L’adoption du projet de loi par le Sénat permet à la France d’espérer, après seconde lecture ou commission mixte paritaire, la promulgation d’une loi conforme aux directives européennes et au droit européen avant la fin juillet. La France pourra alors prendre toute sa place dans la réflexion sur la réforme des procédures Dublin qui doit être l’objectif de la Commission, tant il est clair que ce n’est pas avec une mesure d’urgence que l’on répondra à l’enjeu humanitaire auquel il faut faire face.

Il n’est pas acceptable que ceux qui quittent des zones de guerre et de persécution et bénéficieront en Europe de la protection de la Convention de Genève doivent risquer leur vie sur des rafiots, enrichir des passeurs, pour avoir des droits dès qu’ils touchent le sol européen.
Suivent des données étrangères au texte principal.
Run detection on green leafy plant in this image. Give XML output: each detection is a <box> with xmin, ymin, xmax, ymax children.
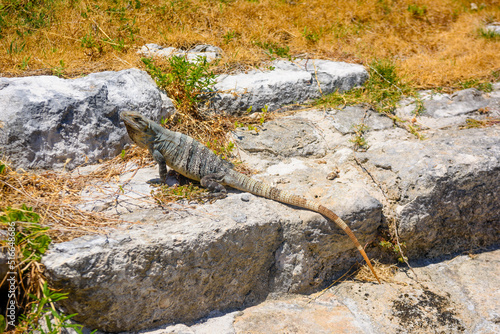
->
<box><xmin>255</xmin><ymin>42</ymin><xmax>292</xmax><ymax>61</ymax></box>
<box><xmin>222</xmin><ymin>30</ymin><xmax>238</xmax><ymax>44</ymax></box>
<box><xmin>458</xmin><ymin>79</ymin><xmax>493</xmax><ymax>93</ymax></box>
<box><xmin>20</xmin><ymin>282</ymin><xmax>92</xmax><ymax>334</ymax></box>
<box><xmin>379</xmin><ymin>240</ymin><xmax>408</xmax><ymax>263</ymax></box>
<box><xmin>259</xmin><ymin>104</ymin><xmax>269</xmax><ymax>125</ymax></box>
<box><xmin>407</xmin><ymin>4</ymin><xmax>427</xmax><ymax>18</ymax></box>
<box><xmin>313</xmin><ymin>59</ymin><xmax>425</xmax><ymax>139</ymax></box>
<box><xmin>52</xmin><ymin>59</ymin><xmax>66</xmax><ymax>78</ymax></box>
<box><xmin>19</xmin><ymin>56</ymin><xmax>31</xmax><ymax>71</ymax></box>
<box><xmin>142</xmin><ymin>56</ymin><xmax>217</xmax><ymax>114</ymax></box>
<box><xmin>151</xmin><ymin>183</ymin><xmax>208</xmax><ymax>204</ymax></box>
<box><xmin>0</xmin><ymin>205</ymin><xmax>90</xmax><ymax>334</ymax></box>
<box><xmin>349</xmin><ymin>123</ymin><xmax>369</xmax><ymax>151</ymax></box>
<box><xmin>477</xmin><ymin>28</ymin><xmax>500</xmax><ymax>41</ymax></box>
<box><xmin>302</xmin><ymin>27</ymin><xmax>323</xmax><ymax>43</ymax></box>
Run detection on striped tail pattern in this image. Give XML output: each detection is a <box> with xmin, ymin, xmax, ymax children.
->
<box><xmin>223</xmin><ymin>170</ymin><xmax>380</xmax><ymax>283</ymax></box>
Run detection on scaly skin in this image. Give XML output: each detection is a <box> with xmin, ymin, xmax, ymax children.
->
<box><xmin>120</xmin><ymin>111</ymin><xmax>380</xmax><ymax>283</ymax></box>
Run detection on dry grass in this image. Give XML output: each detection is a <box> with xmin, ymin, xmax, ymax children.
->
<box><xmin>353</xmin><ymin>260</ymin><xmax>398</xmax><ymax>283</ymax></box>
<box><xmin>0</xmin><ymin>0</ymin><xmax>500</xmax><ymax>87</ymax></box>
<box><xmin>0</xmin><ymin>147</ymin><xmax>151</xmax><ymax>242</ymax></box>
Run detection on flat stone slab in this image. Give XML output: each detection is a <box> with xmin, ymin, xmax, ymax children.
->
<box><xmin>0</xmin><ymin>69</ymin><xmax>173</xmax><ymax>169</ymax></box>
<box><xmin>134</xmin><ymin>250</ymin><xmax>500</xmax><ymax>334</ymax></box>
<box><xmin>43</xmin><ymin>97</ymin><xmax>500</xmax><ymax>332</ymax></box>
<box><xmin>211</xmin><ymin>59</ymin><xmax>368</xmax><ymax>114</ymax></box>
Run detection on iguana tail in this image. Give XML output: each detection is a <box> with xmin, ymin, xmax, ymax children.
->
<box><xmin>223</xmin><ymin>170</ymin><xmax>380</xmax><ymax>283</ymax></box>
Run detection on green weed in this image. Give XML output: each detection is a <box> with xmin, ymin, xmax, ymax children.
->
<box><xmin>52</xmin><ymin>59</ymin><xmax>66</xmax><ymax>78</ymax></box>
<box><xmin>477</xmin><ymin>28</ymin><xmax>500</xmax><ymax>41</ymax></box>
<box><xmin>142</xmin><ymin>56</ymin><xmax>217</xmax><ymax>114</ymax></box>
<box><xmin>302</xmin><ymin>27</ymin><xmax>323</xmax><ymax>43</ymax></box>
<box><xmin>314</xmin><ymin>60</ymin><xmax>415</xmax><ymax>115</ymax></box>
<box><xmin>313</xmin><ymin>60</ymin><xmax>425</xmax><ymax>138</ymax></box>
<box><xmin>151</xmin><ymin>183</ymin><xmax>208</xmax><ymax>204</ymax></box>
<box><xmin>408</xmin><ymin>4</ymin><xmax>427</xmax><ymax>18</ymax></box>
<box><xmin>379</xmin><ymin>240</ymin><xmax>408</xmax><ymax>263</ymax></box>
<box><xmin>255</xmin><ymin>42</ymin><xmax>292</xmax><ymax>61</ymax></box>
<box><xmin>0</xmin><ymin>205</ymin><xmax>89</xmax><ymax>334</ymax></box>
<box><xmin>458</xmin><ymin>79</ymin><xmax>493</xmax><ymax>93</ymax></box>
<box><xmin>18</xmin><ymin>56</ymin><xmax>31</xmax><ymax>71</ymax></box>
<box><xmin>349</xmin><ymin>123</ymin><xmax>369</xmax><ymax>151</ymax></box>
<box><xmin>222</xmin><ymin>30</ymin><xmax>238</xmax><ymax>44</ymax></box>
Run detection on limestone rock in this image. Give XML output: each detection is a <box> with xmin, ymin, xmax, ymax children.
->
<box><xmin>212</xmin><ymin>59</ymin><xmax>368</xmax><ymax>114</ymax></box>
<box><xmin>0</xmin><ymin>69</ymin><xmax>173</xmax><ymax>169</ymax></box>
<box><xmin>43</xmin><ymin>84</ymin><xmax>500</xmax><ymax>333</ymax></box>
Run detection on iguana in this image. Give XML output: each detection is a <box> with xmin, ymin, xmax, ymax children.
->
<box><xmin>120</xmin><ymin>111</ymin><xmax>380</xmax><ymax>283</ymax></box>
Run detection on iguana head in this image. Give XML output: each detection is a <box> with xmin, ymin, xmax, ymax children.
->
<box><xmin>120</xmin><ymin>111</ymin><xmax>154</xmax><ymax>148</ymax></box>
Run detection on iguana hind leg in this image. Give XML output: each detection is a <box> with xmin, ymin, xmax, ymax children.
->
<box><xmin>152</xmin><ymin>150</ymin><xmax>168</xmax><ymax>183</ymax></box>
<box><xmin>200</xmin><ymin>172</ymin><xmax>227</xmax><ymax>198</ymax></box>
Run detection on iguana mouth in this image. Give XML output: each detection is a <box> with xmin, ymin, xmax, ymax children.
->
<box><xmin>120</xmin><ymin>111</ymin><xmax>150</xmax><ymax>148</ymax></box>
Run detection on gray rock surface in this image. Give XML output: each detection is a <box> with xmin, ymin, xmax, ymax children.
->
<box><xmin>131</xmin><ymin>250</ymin><xmax>500</xmax><ymax>334</ymax></box>
<box><xmin>43</xmin><ymin>83</ymin><xmax>500</xmax><ymax>333</ymax></box>
<box><xmin>212</xmin><ymin>59</ymin><xmax>368</xmax><ymax>114</ymax></box>
<box><xmin>0</xmin><ymin>69</ymin><xmax>173</xmax><ymax>169</ymax></box>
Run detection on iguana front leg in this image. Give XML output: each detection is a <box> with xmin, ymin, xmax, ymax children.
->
<box><xmin>200</xmin><ymin>172</ymin><xmax>227</xmax><ymax>198</ymax></box>
<box><xmin>151</xmin><ymin>150</ymin><xmax>168</xmax><ymax>183</ymax></box>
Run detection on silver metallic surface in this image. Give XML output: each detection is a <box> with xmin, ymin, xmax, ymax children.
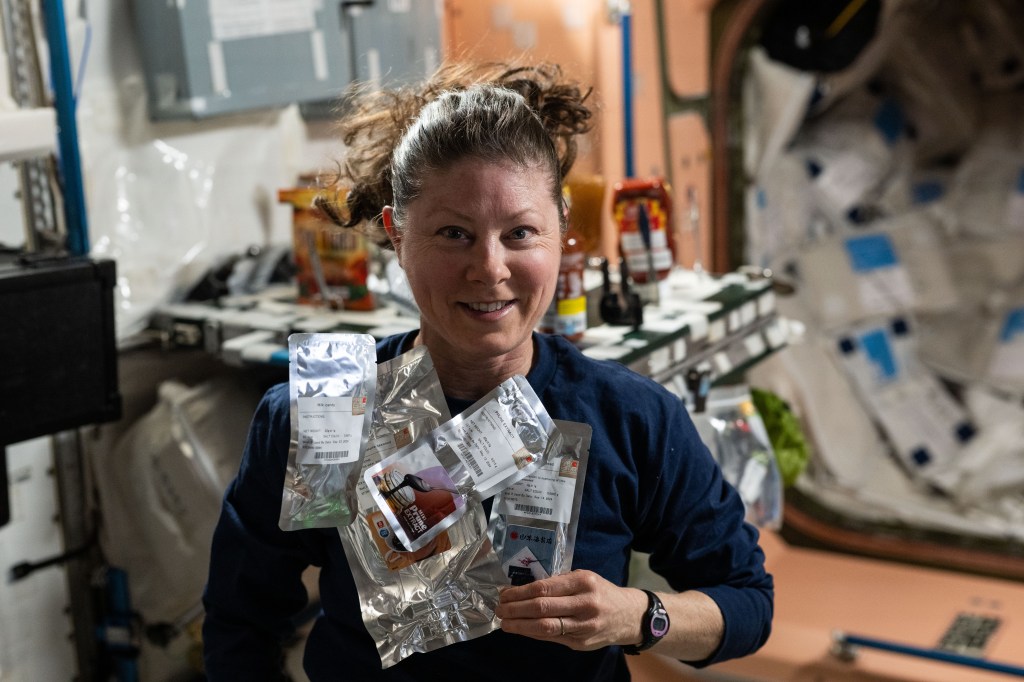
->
<box><xmin>338</xmin><ymin>346</ymin><xmax>502</xmax><ymax>668</ymax></box>
<box><xmin>279</xmin><ymin>334</ymin><xmax>377</xmax><ymax>530</ymax></box>
<box><xmin>487</xmin><ymin>419</ymin><xmax>593</xmax><ymax>581</ymax></box>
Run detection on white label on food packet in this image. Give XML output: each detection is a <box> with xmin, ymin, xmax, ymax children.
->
<box><xmin>499</xmin><ymin>457</ymin><xmax>580</xmax><ymax>523</ymax></box>
<box><xmin>295</xmin><ymin>395</ymin><xmax>366</xmax><ymax>464</ymax></box>
<box><xmin>452</xmin><ymin>404</ymin><xmax>534</xmax><ymax>488</ymax></box>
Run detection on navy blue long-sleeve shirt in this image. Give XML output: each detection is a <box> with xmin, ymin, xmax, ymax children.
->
<box><xmin>203</xmin><ymin>332</ymin><xmax>773</xmax><ymax>682</ymax></box>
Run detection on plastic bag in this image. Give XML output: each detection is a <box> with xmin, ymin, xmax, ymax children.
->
<box><xmin>487</xmin><ymin>420</ymin><xmax>593</xmax><ymax>585</ymax></box>
<box><xmin>279</xmin><ymin>334</ymin><xmax>377</xmax><ymax>530</ymax></box>
<box><xmin>693</xmin><ymin>385</ymin><xmax>782</xmax><ymax>529</ymax></box>
<box><xmin>338</xmin><ymin>346</ymin><xmax>502</xmax><ymax>668</ymax></box>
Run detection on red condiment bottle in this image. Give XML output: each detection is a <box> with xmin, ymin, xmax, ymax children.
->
<box><xmin>611</xmin><ymin>177</ymin><xmax>676</xmax><ymax>284</ymax></box>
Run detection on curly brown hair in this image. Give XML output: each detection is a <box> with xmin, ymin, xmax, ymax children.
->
<box><xmin>316</xmin><ymin>62</ymin><xmax>592</xmax><ymax>246</ymax></box>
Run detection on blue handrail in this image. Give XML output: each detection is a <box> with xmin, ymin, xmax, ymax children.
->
<box><xmin>42</xmin><ymin>0</ymin><xmax>89</xmax><ymax>256</ymax></box>
<box><xmin>834</xmin><ymin>632</ymin><xmax>1024</xmax><ymax>677</ymax></box>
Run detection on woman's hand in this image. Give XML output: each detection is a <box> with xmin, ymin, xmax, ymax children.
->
<box><xmin>495</xmin><ymin>570</ymin><xmax>725</xmax><ymax>660</ymax></box>
<box><xmin>496</xmin><ymin>570</ymin><xmax>647</xmax><ymax>651</ymax></box>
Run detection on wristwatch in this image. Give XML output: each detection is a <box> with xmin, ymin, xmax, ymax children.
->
<box><xmin>623</xmin><ymin>590</ymin><xmax>669</xmax><ymax>654</ymax></box>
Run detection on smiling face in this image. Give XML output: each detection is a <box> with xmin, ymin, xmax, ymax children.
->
<box><xmin>384</xmin><ymin>157</ymin><xmax>561</xmax><ymax>387</ymax></box>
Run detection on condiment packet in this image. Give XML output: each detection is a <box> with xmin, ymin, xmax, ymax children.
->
<box><xmin>279</xmin><ymin>334</ymin><xmax>377</xmax><ymax>530</ymax></box>
<box><xmin>487</xmin><ymin>420</ymin><xmax>593</xmax><ymax>585</ymax></box>
<box><xmin>338</xmin><ymin>346</ymin><xmax>502</xmax><ymax>668</ymax></box>
<box><xmin>364</xmin><ymin>375</ymin><xmax>561</xmax><ymax>552</ymax></box>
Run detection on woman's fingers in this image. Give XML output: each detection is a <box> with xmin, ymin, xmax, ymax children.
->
<box><xmin>496</xmin><ymin>570</ymin><xmax>646</xmax><ymax>650</ymax></box>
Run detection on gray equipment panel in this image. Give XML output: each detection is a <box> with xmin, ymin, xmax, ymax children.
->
<box><xmin>133</xmin><ymin>0</ymin><xmax>353</xmax><ymax>119</ymax></box>
<box><xmin>133</xmin><ymin>0</ymin><xmax>441</xmax><ymax>120</ymax></box>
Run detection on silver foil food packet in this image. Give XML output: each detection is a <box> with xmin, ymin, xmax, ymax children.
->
<box><xmin>487</xmin><ymin>420</ymin><xmax>593</xmax><ymax>585</ymax></box>
<box><xmin>278</xmin><ymin>334</ymin><xmax>377</xmax><ymax>530</ymax></box>
<box><xmin>364</xmin><ymin>375</ymin><xmax>561</xmax><ymax>552</ymax></box>
<box><xmin>338</xmin><ymin>346</ymin><xmax>502</xmax><ymax>668</ymax></box>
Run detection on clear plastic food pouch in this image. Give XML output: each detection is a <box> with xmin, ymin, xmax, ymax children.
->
<box><xmin>338</xmin><ymin>346</ymin><xmax>501</xmax><ymax>668</ymax></box>
<box><xmin>364</xmin><ymin>375</ymin><xmax>561</xmax><ymax>552</ymax></box>
<box><xmin>279</xmin><ymin>334</ymin><xmax>377</xmax><ymax>530</ymax></box>
<box><xmin>487</xmin><ymin>419</ymin><xmax>593</xmax><ymax>585</ymax></box>
<box><xmin>693</xmin><ymin>385</ymin><xmax>782</xmax><ymax>529</ymax></box>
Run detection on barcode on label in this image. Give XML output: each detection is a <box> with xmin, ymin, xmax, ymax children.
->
<box><xmin>459</xmin><ymin>442</ymin><xmax>483</xmax><ymax>478</ymax></box>
<box><xmin>513</xmin><ymin>503</ymin><xmax>555</xmax><ymax>516</ymax></box>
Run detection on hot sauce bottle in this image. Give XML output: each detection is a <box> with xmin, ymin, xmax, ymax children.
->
<box><xmin>540</xmin><ymin>188</ymin><xmax>587</xmax><ymax>341</ymax></box>
<box><xmin>611</xmin><ymin>177</ymin><xmax>676</xmax><ymax>284</ymax></box>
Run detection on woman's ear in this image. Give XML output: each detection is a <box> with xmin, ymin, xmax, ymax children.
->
<box><xmin>381</xmin><ymin>206</ymin><xmax>401</xmax><ymax>258</ymax></box>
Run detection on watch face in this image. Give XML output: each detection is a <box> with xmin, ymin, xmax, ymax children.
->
<box><xmin>650</xmin><ymin>611</ymin><xmax>669</xmax><ymax>638</ymax></box>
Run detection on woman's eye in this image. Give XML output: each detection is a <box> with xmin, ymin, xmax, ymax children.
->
<box><xmin>437</xmin><ymin>225</ymin><xmax>466</xmax><ymax>240</ymax></box>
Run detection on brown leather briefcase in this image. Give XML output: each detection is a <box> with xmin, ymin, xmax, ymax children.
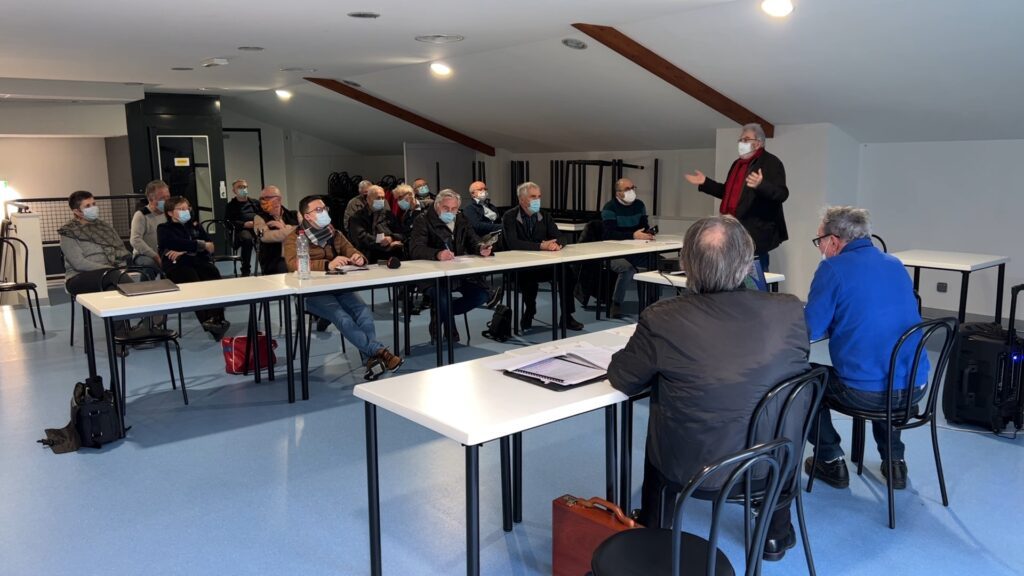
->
<box><xmin>551</xmin><ymin>494</ymin><xmax>640</xmax><ymax>576</ymax></box>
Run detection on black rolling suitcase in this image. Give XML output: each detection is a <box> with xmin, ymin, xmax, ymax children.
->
<box><xmin>942</xmin><ymin>284</ymin><xmax>1024</xmax><ymax>433</ymax></box>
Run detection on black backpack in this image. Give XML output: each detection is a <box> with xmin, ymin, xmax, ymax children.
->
<box><xmin>483</xmin><ymin>304</ymin><xmax>512</xmax><ymax>342</ymax></box>
<box><xmin>39</xmin><ymin>376</ymin><xmax>119</xmax><ymax>454</ymax></box>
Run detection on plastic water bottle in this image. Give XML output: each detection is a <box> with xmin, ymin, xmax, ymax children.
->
<box><xmin>295</xmin><ymin>232</ymin><xmax>309</xmax><ymax>280</ymax></box>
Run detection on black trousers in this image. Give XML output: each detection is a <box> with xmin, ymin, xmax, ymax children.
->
<box><xmin>639</xmin><ymin>448</ymin><xmax>793</xmax><ymax>540</ymax></box>
<box><xmin>164</xmin><ymin>262</ymin><xmax>224</xmax><ymax>323</ymax></box>
<box><xmin>519</xmin><ymin>266</ymin><xmax>575</xmax><ymax>314</ymax></box>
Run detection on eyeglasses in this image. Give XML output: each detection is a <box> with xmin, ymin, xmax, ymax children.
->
<box><xmin>811</xmin><ymin>234</ymin><xmax>836</xmax><ymax>248</ymax></box>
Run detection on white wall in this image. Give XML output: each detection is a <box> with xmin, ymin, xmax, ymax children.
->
<box><xmin>859</xmin><ymin>140</ymin><xmax>1024</xmax><ymax>318</ymax></box>
<box><xmin>0</xmin><ymin>136</ymin><xmax>111</xmax><ymax>198</ymax></box>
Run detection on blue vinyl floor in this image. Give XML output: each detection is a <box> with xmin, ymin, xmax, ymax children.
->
<box><xmin>0</xmin><ymin>282</ymin><xmax>1024</xmax><ymax>576</ymax></box>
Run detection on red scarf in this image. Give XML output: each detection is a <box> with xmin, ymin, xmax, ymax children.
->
<box><xmin>718</xmin><ymin>148</ymin><xmax>764</xmax><ymax>216</ymax></box>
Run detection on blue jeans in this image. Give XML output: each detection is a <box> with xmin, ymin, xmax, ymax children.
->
<box><xmin>306</xmin><ymin>292</ymin><xmax>387</xmax><ymax>358</ymax></box>
<box><xmin>809</xmin><ymin>370</ymin><xmax>925</xmax><ymax>462</ymax></box>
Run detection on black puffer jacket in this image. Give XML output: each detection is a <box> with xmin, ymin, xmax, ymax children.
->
<box><xmin>608</xmin><ymin>289</ymin><xmax>810</xmax><ymax>484</ymax></box>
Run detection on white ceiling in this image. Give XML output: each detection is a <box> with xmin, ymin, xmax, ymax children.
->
<box><xmin>0</xmin><ymin>0</ymin><xmax>1024</xmax><ymax>154</ymax></box>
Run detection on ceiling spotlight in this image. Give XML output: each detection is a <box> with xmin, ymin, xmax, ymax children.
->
<box><xmin>416</xmin><ymin>34</ymin><xmax>466</xmax><ymax>44</ymax></box>
<box><xmin>430</xmin><ymin>61</ymin><xmax>452</xmax><ymax>77</ymax></box>
<box><xmin>761</xmin><ymin>0</ymin><xmax>793</xmax><ymax>18</ymax></box>
<box><xmin>562</xmin><ymin>38</ymin><xmax>587</xmax><ymax>50</ymax></box>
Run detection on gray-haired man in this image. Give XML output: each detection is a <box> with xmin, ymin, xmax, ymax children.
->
<box><xmin>608</xmin><ymin>216</ymin><xmax>810</xmax><ymax>560</ymax></box>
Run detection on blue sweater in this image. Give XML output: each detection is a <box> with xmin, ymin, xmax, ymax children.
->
<box><xmin>804</xmin><ymin>238</ymin><xmax>929</xmax><ymax>393</ymax></box>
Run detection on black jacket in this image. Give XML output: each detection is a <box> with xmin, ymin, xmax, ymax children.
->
<box><xmin>462</xmin><ymin>195</ymin><xmax>502</xmax><ymax>236</ymax></box>
<box><xmin>697</xmin><ymin>150</ymin><xmax>790</xmax><ymax>254</ymax></box>
<box><xmin>608</xmin><ymin>289</ymin><xmax>810</xmax><ymax>484</ymax></box>
<box><xmin>502</xmin><ymin>206</ymin><xmax>559</xmax><ymax>250</ymax></box>
<box><xmin>157</xmin><ymin>220</ymin><xmax>213</xmax><ymax>272</ymax></box>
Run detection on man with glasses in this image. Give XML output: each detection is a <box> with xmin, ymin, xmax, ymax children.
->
<box><xmin>685</xmin><ymin>124</ymin><xmax>790</xmax><ymax>272</ymax></box>
<box><xmin>804</xmin><ymin>206</ymin><xmax>928</xmax><ymax>490</ymax></box>
<box><xmin>253</xmin><ymin>186</ymin><xmax>299</xmax><ymax>274</ymax></box>
<box><xmin>285</xmin><ymin>196</ymin><xmax>403</xmax><ymax>379</ymax></box>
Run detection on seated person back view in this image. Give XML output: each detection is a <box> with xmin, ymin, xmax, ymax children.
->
<box><xmin>348</xmin><ymin>186</ymin><xmax>406</xmax><ymax>262</ymax></box>
<box><xmin>157</xmin><ymin>196</ymin><xmax>231</xmax><ymax>340</ymax></box>
<box><xmin>285</xmin><ymin>196</ymin><xmax>402</xmax><ymax>372</ymax></box>
<box><xmin>502</xmin><ymin>182</ymin><xmax>583</xmax><ymax>331</ymax></box>
<box><xmin>804</xmin><ymin>206</ymin><xmax>929</xmax><ymax>489</ymax></box>
<box><xmin>462</xmin><ymin>180</ymin><xmax>502</xmax><ymax>237</ymax></box>
<box><xmin>253</xmin><ymin>186</ymin><xmax>299</xmax><ymax>274</ymax></box>
<box><xmin>608</xmin><ymin>216</ymin><xmax>810</xmax><ymax>560</ymax></box>
<box><xmin>129</xmin><ymin>180</ymin><xmax>171</xmax><ymax>269</ymax></box>
<box><xmin>409</xmin><ymin>190</ymin><xmax>490</xmax><ymax>342</ymax></box>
Comme cela a été fait à leur échelle par le HCR et par l’OFPRA , il est important que l’Union européenne puisse autoriser, dans les pays où les réfugiés sont nombreux et les conditions de sécurité réunies, comme la Turquie, le Liban, la Jordanie, l’Egypte, ou la Tunisie, une étude sur place des dossiers afin de délivrer des visas pour demande d’asile avant même de toucher le sol européen. Cela ne réglera pas tous les problèmes, mais permettra certainement d’éviter des morts.

Les pays de l’Union, sur ce sujet comme sur bien d’autres, ont beaucoup mis en commun. Il faut pourtant aujourd’hui qu’ils acceptent de partager d’avantage leur souveraineté pour trouver ensemble une solution à la crise humanitaire actuelle, car c’est ensemble, et seulement ensemble, qu’une réponse est possible. Nos systèmes d’asile, reliés par EURODAC et Dublin, mais restant encore souverains dans les décisions de protection, n’apparaissent plus adéquats face aux enjeux actuels.

Cette question des réfugiés n’est pas juste européenne. La protection de Genève qui n’évoque pas les réfugiés climatiques devra un jour ou l’autre être complétée. En Asie du Sud Est, la situation climatique du Bangladesh, la situation des musulmans de l’ouest birman sont des tragédies absolues. Concernant la Birmanie, l’Union européenne est éloignée de ce pays et de ses drames. Mais n’oublions pas que l’Union européenne est le premier bailleur de fonds de la Birmanie et que sa transition démocratique n’est pas aussi facile et prometteuse que le sourire de son icône, la prix Nobel de la Paix, Aung Sang Suu Kiy.